With CO² emissions from transport growing to over one quarter of the EU’s total carbon footprint, a Greenpeace Germany report highlights the most effective measures to make way for electric vehicles (EVs) on the road as part of changing the way we travel and tackling the climate emergency.

The report found that governments that implemented car restricting measures were the most effective in getting diesel and petrol cars off the road — but only if these requirements are set at ambitious levels. Additionally, policy that creates widespread access to charging stations can have a critical impact on the adoption of EVs.

“With our climate in serious peril, governments must stop ignoring the elephant in the room: the transport sector, which is one of the biggest emitters of CO² emissions. Transport emissions have been rising steadily for years and that’s why a rapid transition to shared electric mobility should be part of a sustainable energy future. If planned correctly, electric vehicles and renewable energy have the potential to go hand-in-hand”, said Barbara Stoll, a Greenpeace International Transport Campaigner.

Research conducted by the Berlin-based Ecologic Institute analysed ten existing policy measures from across the world that have had a direct impact on the increased adoption of electric vehicles. The research also noted:

  • Combining a few measures and sequencing them over time is highly beneficial
  • Governments that adjust financial support for EVs to reflect market developments is needed
  • Financially incentivising the purchase of EVs and disincentivising the sale of diesel and petrol cars is key to making the transition away from polluting cars.

The report was released ahead of an EU climate summit on 20 and 21 June 2019, where policy makers are expected to discuss Europe’s long-term climate plan. The report should be considered as one part of a larger roadmap for decision makers, helping to guide them through a successful transition away from petrol and diesel cars to one that promotes a radical and sustainable shift in urban mobility.

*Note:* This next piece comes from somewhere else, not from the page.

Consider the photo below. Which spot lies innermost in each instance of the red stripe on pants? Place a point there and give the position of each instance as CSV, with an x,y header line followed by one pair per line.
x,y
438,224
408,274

“We see electric vehicles as an important step towards a fossil-free future, yet by no means should they be viewed as the end-all-be-all on the pathway towards finding sustainable mobility solutions. Policymakers must also prioritise the improvement and extension of public transport networks that run on renewable energy, improve and extend cycling and walking infrastructure, and increase infrastructure to support the safe uptake of micro-mobility solutions”, said Stoll.